Reinke's oedema is a chronic, diffuse, mainly bilateral, oedematous swelling of the membranous part of the vocal cords . Several synonyms for RO have been used, such as polypoid vocal fold, polypoid degeneration, chronic polypoid chorditis and chronic oedematous hypertrophy . The specific morphologic features of Reinke's space, such as sparse lymphatic drainage and its sharply demarcated borders, except the lateral one, contribute to the development of RO [158, 177, 179, 308, 309]. Various mechanical and chemical aetiologic factors are related to the development of RO, including overuse or abuse of the voice, and cigarette smoking. The role of constitutional and hormonal disturbances such as hypothyroidism, remains uncertain [32, 177, 308, 395]. The lesion appears most commonly in women of 20-40 years of age with hoarseness as the leading symptom.

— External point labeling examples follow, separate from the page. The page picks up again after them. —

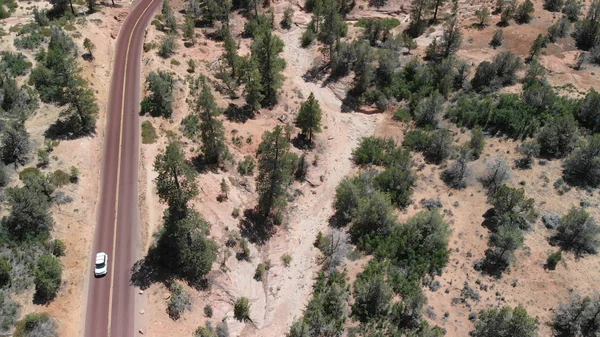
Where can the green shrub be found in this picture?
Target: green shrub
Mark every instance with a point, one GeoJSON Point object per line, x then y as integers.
{"type": "Point", "coordinates": [36, 324]}
{"type": "Point", "coordinates": [259, 272]}
{"type": "Point", "coordinates": [179, 301]}
{"type": "Point", "coordinates": [246, 166]}
{"type": "Point", "coordinates": [148, 133]}
{"type": "Point", "coordinates": [376, 151]}
{"type": "Point", "coordinates": [47, 279]}
{"type": "Point", "coordinates": [16, 63]}
{"type": "Point", "coordinates": [58, 248]}
{"type": "Point", "coordinates": [241, 309]}
{"type": "Point", "coordinates": [5, 269]}
{"type": "Point", "coordinates": [28, 173]}
{"type": "Point", "coordinates": [554, 259]}
{"type": "Point", "coordinates": [60, 178]}
{"type": "Point", "coordinates": [31, 41]}
{"type": "Point", "coordinates": [208, 311]}
{"type": "Point", "coordinates": [286, 259]}
{"type": "Point", "coordinates": [416, 140]}
{"type": "Point", "coordinates": [402, 114]}
{"type": "Point", "coordinates": [9, 312]}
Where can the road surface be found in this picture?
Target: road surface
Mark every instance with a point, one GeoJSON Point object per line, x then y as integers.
{"type": "Point", "coordinates": [111, 300]}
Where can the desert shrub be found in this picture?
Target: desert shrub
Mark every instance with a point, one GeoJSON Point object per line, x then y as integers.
{"type": "Point", "coordinates": [586, 33]}
{"type": "Point", "coordinates": [398, 181]}
{"type": "Point", "coordinates": [582, 167]}
{"type": "Point", "coordinates": [149, 135]}
{"type": "Point", "coordinates": [496, 174]}
{"type": "Point", "coordinates": [416, 140]}
{"type": "Point", "coordinates": [59, 248]}
{"type": "Point", "coordinates": [325, 310]}
{"type": "Point", "coordinates": [439, 146]}
{"type": "Point", "coordinates": [511, 207]}
{"type": "Point", "coordinates": [374, 216]}
{"type": "Point", "coordinates": [60, 178]}
{"type": "Point", "coordinates": [572, 10]}
{"type": "Point", "coordinates": [168, 46]}
{"type": "Point", "coordinates": [524, 12]}
{"type": "Point", "coordinates": [260, 271]}
{"type": "Point", "coordinates": [578, 232]}
{"type": "Point", "coordinates": [497, 39]}
{"type": "Point", "coordinates": [241, 309]}
{"type": "Point", "coordinates": [48, 274]}
{"type": "Point", "coordinates": [456, 174]}
{"type": "Point", "coordinates": [420, 246]}
{"type": "Point", "coordinates": [595, 54]}
{"type": "Point", "coordinates": [16, 63]}
{"type": "Point", "coordinates": [301, 168]}
{"type": "Point", "coordinates": [485, 77]}
{"type": "Point", "coordinates": [429, 110]}
{"type": "Point", "coordinates": [5, 270]}
{"type": "Point", "coordinates": [29, 41]}
{"type": "Point", "coordinates": [553, 5]}
{"type": "Point", "coordinates": [9, 311]}
{"type": "Point", "coordinates": [507, 65]}
{"type": "Point", "coordinates": [208, 311]}
{"type": "Point", "coordinates": [246, 166]}
{"type": "Point", "coordinates": [554, 259]}
{"type": "Point", "coordinates": [160, 98]}
{"type": "Point", "coordinates": [505, 322]}
{"type": "Point", "coordinates": [372, 299]}
{"type": "Point", "coordinates": [557, 138]}
{"type": "Point", "coordinates": [587, 113]}
{"type": "Point", "coordinates": [286, 259]}
{"type": "Point", "coordinates": [375, 151]}
{"type": "Point", "coordinates": [179, 302]}
{"type": "Point", "coordinates": [36, 325]}
{"type": "Point", "coordinates": [559, 29]}
{"type": "Point", "coordinates": [578, 317]}
{"type": "Point", "coordinates": [477, 142]}
{"type": "Point", "coordinates": [288, 15]}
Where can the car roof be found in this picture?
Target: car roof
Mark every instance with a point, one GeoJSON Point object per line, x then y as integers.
{"type": "Point", "coordinates": [100, 257]}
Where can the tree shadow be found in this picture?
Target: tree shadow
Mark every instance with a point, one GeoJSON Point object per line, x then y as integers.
{"type": "Point", "coordinates": [200, 164]}
{"type": "Point", "coordinates": [316, 73]}
{"type": "Point", "coordinates": [255, 227]}
{"type": "Point", "coordinates": [64, 129]}
{"type": "Point", "coordinates": [302, 143]}
{"type": "Point", "coordinates": [148, 271]}
{"type": "Point", "coordinates": [238, 114]}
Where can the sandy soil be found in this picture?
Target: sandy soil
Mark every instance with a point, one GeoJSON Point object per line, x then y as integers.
{"type": "Point", "coordinates": [281, 296]}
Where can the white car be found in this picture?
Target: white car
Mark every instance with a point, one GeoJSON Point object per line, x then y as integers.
{"type": "Point", "coordinates": [101, 266]}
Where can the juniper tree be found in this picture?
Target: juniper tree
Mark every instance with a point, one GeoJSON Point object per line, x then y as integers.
{"type": "Point", "coordinates": [276, 166]}
{"type": "Point", "coordinates": [159, 102]}
{"type": "Point", "coordinates": [15, 144]}
{"type": "Point", "coordinates": [175, 182]}
{"type": "Point", "coordinates": [212, 132]}
{"type": "Point", "coordinates": [309, 117]}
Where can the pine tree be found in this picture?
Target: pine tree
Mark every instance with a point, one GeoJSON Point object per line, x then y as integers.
{"type": "Point", "coordinates": [276, 166]}
{"type": "Point", "coordinates": [188, 28]}
{"type": "Point", "coordinates": [265, 52]}
{"type": "Point", "coordinates": [253, 90]}
{"type": "Point", "coordinates": [211, 129]}
{"type": "Point", "coordinates": [309, 117]}
{"type": "Point", "coordinates": [230, 53]}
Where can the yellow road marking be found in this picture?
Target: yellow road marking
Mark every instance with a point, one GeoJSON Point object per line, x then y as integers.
{"type": "Point", "coordinates": [112, 274]}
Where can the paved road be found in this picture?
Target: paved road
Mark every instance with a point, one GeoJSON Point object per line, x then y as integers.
{"type": "Point", "coordinates": [111, 300]}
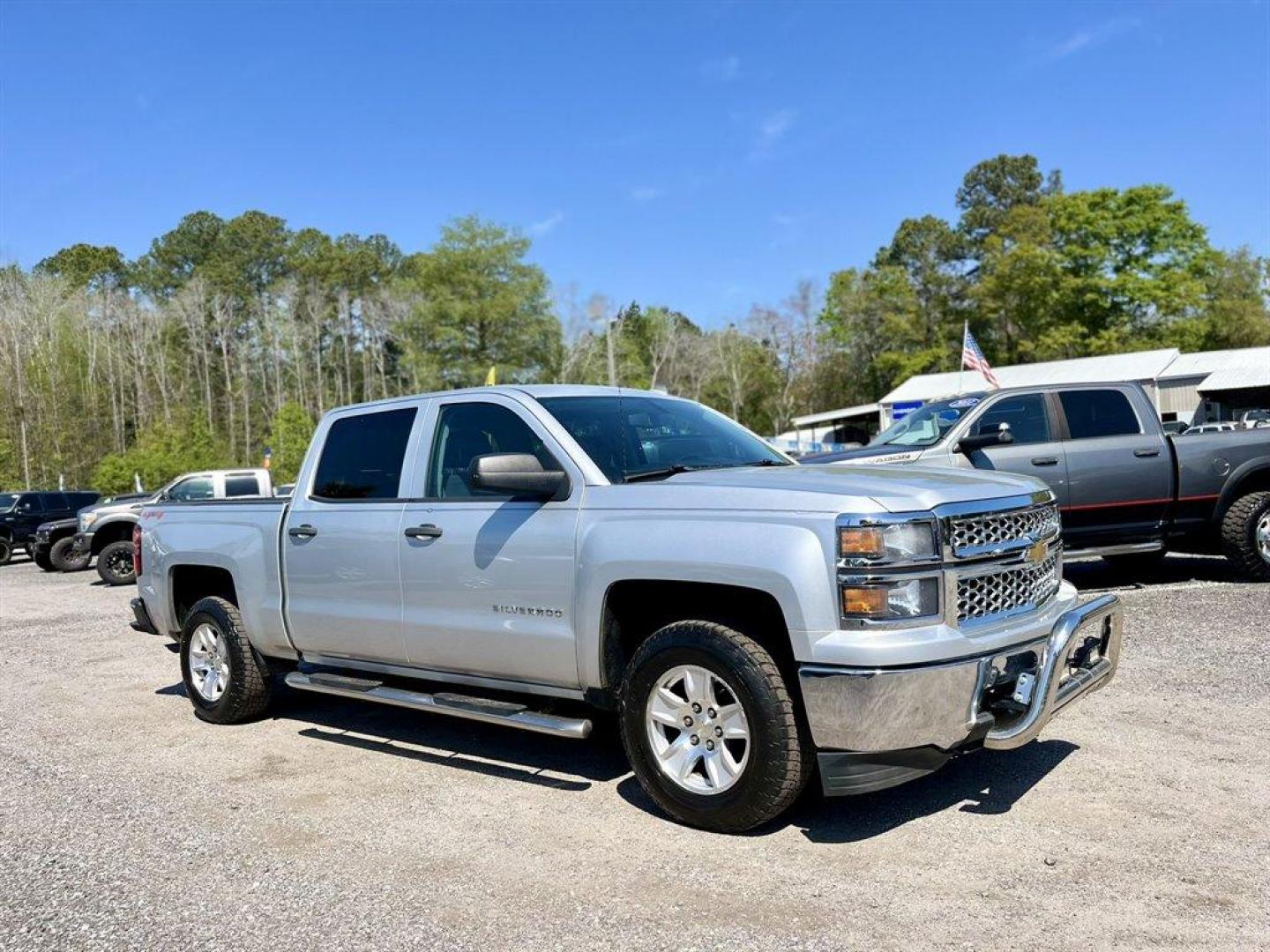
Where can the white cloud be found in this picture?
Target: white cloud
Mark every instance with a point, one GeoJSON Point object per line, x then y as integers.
{"type": "Point", "coordinates": [771, 130]}
{"type": "Point", "coordinates": [646, 193]}
{"type": "Point", "coordinates": [548, 225]}
{"type": "Point", "coordinates": [1093, 37]}
{"type": "Point", "coordinates": [724, 70]}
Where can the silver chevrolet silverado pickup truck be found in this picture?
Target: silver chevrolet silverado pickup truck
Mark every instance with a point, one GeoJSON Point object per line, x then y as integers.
{"type": "Point", "coordinates": [525, 555]}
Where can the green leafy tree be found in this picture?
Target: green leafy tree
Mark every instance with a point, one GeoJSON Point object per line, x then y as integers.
{"type": "Point", "coordinates": [482, 305]}
{"type": "Point", "coordinates": [94, 267]}
{"type": "Point", "coordinates": [290, 435]}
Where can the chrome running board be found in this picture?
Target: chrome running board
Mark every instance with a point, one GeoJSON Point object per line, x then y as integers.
{"type": "Point", "coordinates": [1097, 551]}
{"type": "Point", "coordinates": [471, 709]}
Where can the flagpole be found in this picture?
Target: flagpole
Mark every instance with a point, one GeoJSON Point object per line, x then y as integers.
{"type": "Point", "coordinates": [960, 375]}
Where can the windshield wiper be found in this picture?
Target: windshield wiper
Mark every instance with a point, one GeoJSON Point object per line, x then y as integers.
{"type": "Point", "coordinates": [655, 473]}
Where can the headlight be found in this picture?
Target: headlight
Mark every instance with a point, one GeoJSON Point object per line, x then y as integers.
{"type": "Point", "coordinates": [885, 600]}
{"type": "Point", "coordinates": [893, 542]}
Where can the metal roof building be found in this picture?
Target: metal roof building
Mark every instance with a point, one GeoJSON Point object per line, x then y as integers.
{"type": "Point", "coordinates": [1212, 385]}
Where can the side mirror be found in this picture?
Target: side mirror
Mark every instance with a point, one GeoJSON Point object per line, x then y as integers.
{"type": "Point", "coordinates": [517, 475]}
{"type": "Point", "coordinates": [981, 441]}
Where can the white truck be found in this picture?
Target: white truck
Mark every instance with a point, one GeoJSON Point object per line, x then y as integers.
{"type": "Point", "coordinates": [496, 554]}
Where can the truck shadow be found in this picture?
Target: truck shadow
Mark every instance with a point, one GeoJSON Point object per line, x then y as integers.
{"type": "Point", "coordinates": [1088, 574]}
{"type": "Point", "coordinates": [986, 782]}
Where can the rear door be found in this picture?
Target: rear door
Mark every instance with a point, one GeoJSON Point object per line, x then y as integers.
{"type": "Point", "coordinates": [492, 591]}
{"type": "Point", "coordinates": [1117, 467]}
{"type": "Point", "coordinates": [340, 542]}
{"type": "Point", "coordinates": [1036, 449]}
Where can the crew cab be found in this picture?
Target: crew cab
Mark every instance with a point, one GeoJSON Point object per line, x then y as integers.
{"type": "Point", "coordinates": [22, 514]}
{"type": "Point", "coordinates": [1127, 490]}
{"type": "Point", "coordinates": [106, 531]}
{"type": "Point", "coordinates": [494, 554]}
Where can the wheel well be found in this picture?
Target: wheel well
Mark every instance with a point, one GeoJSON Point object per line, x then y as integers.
{"type": "Point", "coordinates": [1254, 481]}
{"type": "Point", "coordinates": [112, 532]}
{"type": "Point", "coordinates": [190, 583]}
{"type": "Point", "coordinates": [637, 608]}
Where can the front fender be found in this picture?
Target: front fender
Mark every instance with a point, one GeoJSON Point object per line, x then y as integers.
{"type": "Point", "coordinates": [785, 555]}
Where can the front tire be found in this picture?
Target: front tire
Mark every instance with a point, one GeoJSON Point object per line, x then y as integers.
{"type": "Point", "coordinates": [225, 680]}
{"type": "Point", "coordinates": [115, 564]}
{"type": "Point", "coordinates": [1246, 536]}
{"type": "Point", "coordinates": [68, 559]}
{"type": "Point", "coordinates": [710, 727]}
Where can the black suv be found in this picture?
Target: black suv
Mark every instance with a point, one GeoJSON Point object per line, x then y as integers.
{"type": "Point", "coordinates": [22, 513]}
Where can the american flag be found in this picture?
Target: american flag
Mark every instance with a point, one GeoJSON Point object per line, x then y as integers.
{"type": "Point", "coordinates": [973, 358]}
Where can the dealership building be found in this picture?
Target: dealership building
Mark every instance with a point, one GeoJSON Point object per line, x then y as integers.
{"type": "Point", "coordinates": [1204, 387]}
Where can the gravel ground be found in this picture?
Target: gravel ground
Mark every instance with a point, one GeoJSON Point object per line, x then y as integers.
{"type": "Point", "coordinates": [1137, 820]}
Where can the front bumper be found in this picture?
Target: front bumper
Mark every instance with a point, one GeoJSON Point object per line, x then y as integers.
{"type": "Point", "coordinates": [875, 727]}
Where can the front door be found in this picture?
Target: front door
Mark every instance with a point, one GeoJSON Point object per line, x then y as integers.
{"type": "Point", "coordinates": [1035, 450]}
{"type": "Point", "coordinates": [1122, 475]}
{"type": "Point", "coordinates": [487, 580]}
{"type": "Point", "coordinates": [340, 544]}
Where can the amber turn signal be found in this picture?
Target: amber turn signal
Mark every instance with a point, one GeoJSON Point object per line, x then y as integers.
{"type": "Point", "coordinates": [863, 602]}
{"type": "Point", "coordinates": [862, 542]}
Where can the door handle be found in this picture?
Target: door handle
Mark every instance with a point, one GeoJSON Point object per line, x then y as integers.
{"type": "Point", "coordinates": [427, 531]}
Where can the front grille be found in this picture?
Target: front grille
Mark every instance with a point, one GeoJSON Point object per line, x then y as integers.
{"type": "Point", "coordinates": [1025, 588]}
{"type": "Point", "coordinates": [1024, 525]}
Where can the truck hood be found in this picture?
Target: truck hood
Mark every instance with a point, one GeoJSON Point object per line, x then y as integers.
{"type": "Point", "coordinates": [827, 487]}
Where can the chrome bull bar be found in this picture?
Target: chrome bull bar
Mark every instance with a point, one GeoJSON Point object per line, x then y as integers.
{"type": "Point", "coordinates": [1057, 682]}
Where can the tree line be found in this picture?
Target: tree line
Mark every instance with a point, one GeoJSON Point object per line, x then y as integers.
{"type": "Point", "coordinates": [231, 335]}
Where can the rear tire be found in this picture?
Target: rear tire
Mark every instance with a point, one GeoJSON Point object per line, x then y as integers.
{"type": "Point", "coordinates": [762, 777]}
{"type": "Point", "coordinates": [1246, 536]}
{"type": "Point", "coordinates": [225, 680]}
{"type": "Point", "coordinates": [115, 564]}
{"type": "Point", "coordinates": [68, 559]}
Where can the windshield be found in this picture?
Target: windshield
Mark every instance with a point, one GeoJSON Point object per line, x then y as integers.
{"type": "Point", "coordinates": [926, 426]}
{"type": "Point", "coordinates": [631, 435]}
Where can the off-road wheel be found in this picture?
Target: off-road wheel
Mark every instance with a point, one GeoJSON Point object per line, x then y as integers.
{"type": "Point", "coordinates": [115, 564]}
{"type": "Point", "coordinates": [1246, 536]}
{"type": "Point", "coordinates": [68, 559]}
{"type": "Point", "coordinates": [227, 681]}
{"type": "Point", "coordinates": [710, 727]}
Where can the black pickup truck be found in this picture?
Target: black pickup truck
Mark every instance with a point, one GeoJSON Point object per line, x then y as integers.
{"type": "Point", "coordinates": [1127, 490]}
{"type": "Point", "coordinates": [22, 513]}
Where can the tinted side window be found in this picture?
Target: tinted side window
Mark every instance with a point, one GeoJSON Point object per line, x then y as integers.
{"type": "Point", "coordinates": [242, 487]}
{"type": "Point", "coordinates": [193, 487]}
{"type": "Point", "coordinates": [362, 456]}
{"type": "Point", "coordinates": [1025, 415]}
{"type": "Point", "coordinates": [467, 430]}
{"type": "Point", "coordinates": [1097, 413]}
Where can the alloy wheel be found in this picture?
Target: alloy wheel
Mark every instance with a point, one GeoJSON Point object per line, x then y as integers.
{"type": "Point", "coordinates": [698, 730]}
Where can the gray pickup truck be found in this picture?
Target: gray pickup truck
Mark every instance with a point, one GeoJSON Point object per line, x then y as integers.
{"type": "Point", "coordinates": [1128, 492]}
{"type": "Point", "coordinates": [525, 555]}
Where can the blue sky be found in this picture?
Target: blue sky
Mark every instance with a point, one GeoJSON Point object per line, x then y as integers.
{"type": "Point", "coordinates": [705, 156]}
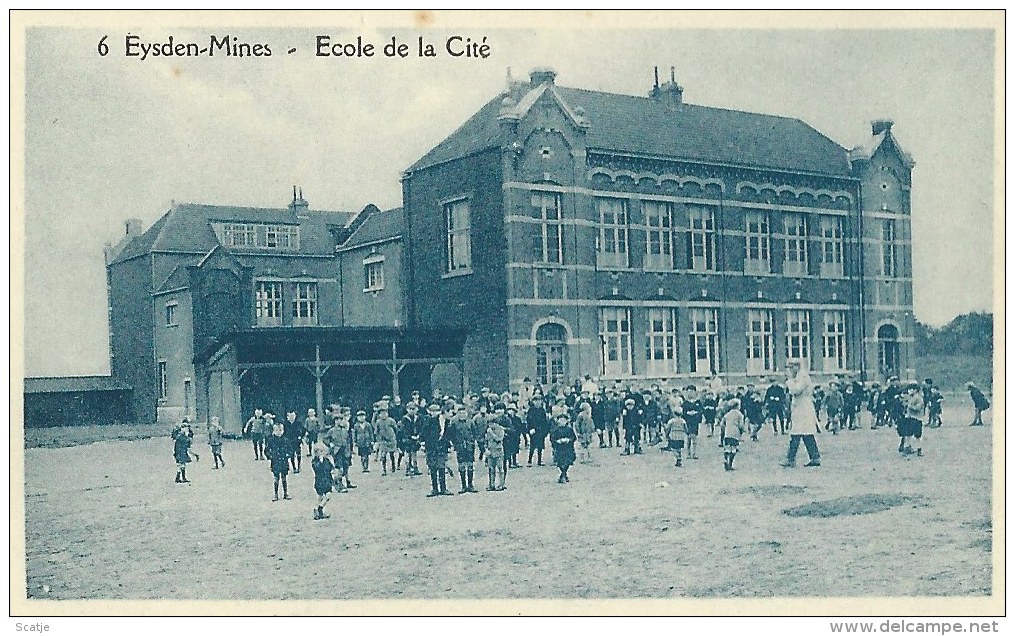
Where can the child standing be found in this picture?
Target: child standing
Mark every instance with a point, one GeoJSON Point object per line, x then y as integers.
{"type": "Point", "coordinates": [324, 480]}
{"type": "Point", "coordinates": [362, 435]}
{"type": "Point", "coordinates": [215, 441]}
{"type": "Point", "coordinates": [732, 430]}
{"type": "Point", "coordinates": [562, 436]}
{"type": "Point", "coordinates": [387, 444]}
{"type": "Point", "coordinates": [277, 449]}
{"type": "Point", "coordinates": [585, 427]}
{"type": "Point", "coordinates": [494, 438]}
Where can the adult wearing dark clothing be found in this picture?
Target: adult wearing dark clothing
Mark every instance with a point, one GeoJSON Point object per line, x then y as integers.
{"type": "Point", "coordinates": [979, 404]}
{"type": "Point", "coordinates": [538, 425]}
{"type": "Point", "coordinates": [435, 435]}
{"type": "Point", "coordinates": [562, 437]}
{"type": "Point", "coordinates": [631, 418]}
{"type": "Point", "coordinates": [774, 402]}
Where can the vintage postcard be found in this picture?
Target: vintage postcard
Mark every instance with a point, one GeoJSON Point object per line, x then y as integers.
{"type": "Point", "coordinates": [509, 312]}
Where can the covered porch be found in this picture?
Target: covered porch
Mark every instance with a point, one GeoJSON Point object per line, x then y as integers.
{"type": "Point", "coordinates": [296, 368]}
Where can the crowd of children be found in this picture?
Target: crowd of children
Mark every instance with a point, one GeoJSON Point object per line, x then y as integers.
{"type": "Point", "coordinates": [491, 428]}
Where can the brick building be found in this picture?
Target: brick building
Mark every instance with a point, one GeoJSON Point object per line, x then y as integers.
{"type": "Point", "coordinates": [573, 231]}
{"type": "Point", "coordinates": [218, 309]}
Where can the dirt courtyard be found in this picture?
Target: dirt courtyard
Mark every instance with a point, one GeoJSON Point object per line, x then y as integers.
{"type": "Point", "coordinates": [106, 520]}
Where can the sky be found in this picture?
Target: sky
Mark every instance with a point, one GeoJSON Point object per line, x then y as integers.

Laryngoscopically, the surface of the swollen vocal cords along their entire length is smooth, translucent and jelly-like, with a clearly visible capillary network. Incision yields a characteristic yellowish or gelatinous fluid (Fig. 7.5a) [177, 226].
Histologically, an excessive accumulation of oedema is a leading microscopic feature. Increased thickness of the walls of the teleangiectatic blood vessels, and thickening of the epithelial basement membrane complete the classical triad of morphologic changes. The sulphat-ed glycosaminoglycans are probably responsible for the characteristic blue-coloured abundant amorphous material in the subepithelial stroma in haematoxylin and eosin (H&E)-stained slides (Fig. 7.5b) . Fragility and alterations in the walls of blood vessels, such as thin endothelium with many fenestrae and vesicles, and thickened basement membrane, revealed by electron microscopy, are considered important in the development of RO . Connective tissue proliferation, especially with aging of the lesion, makes the lesion irreversible unless surgical removal is provided. Changes in the covering squamous epithelium of all three exudative lesions are expected to be only reactive (squamous cell hy-perplasia, basal and parabasal cell hyperplasia) and may turn with aging and enlargement of the lesions into atrophic epithelium. Exceptionally, 12 (1.7%) patients with potentially malignant lesions (atypical hyperplasia, and LIN I and II) were found in a review of two comprehensive studies. No malignant alteration was reported within these two studies [177, 226].
In the early stage, only voice rehabilitation and avoidance of irritating factors should be attempted. However, microlaryngoscopic excision is required in the great majority of cases. Following surgery, voice therapy is often indicated [32, 177, 386].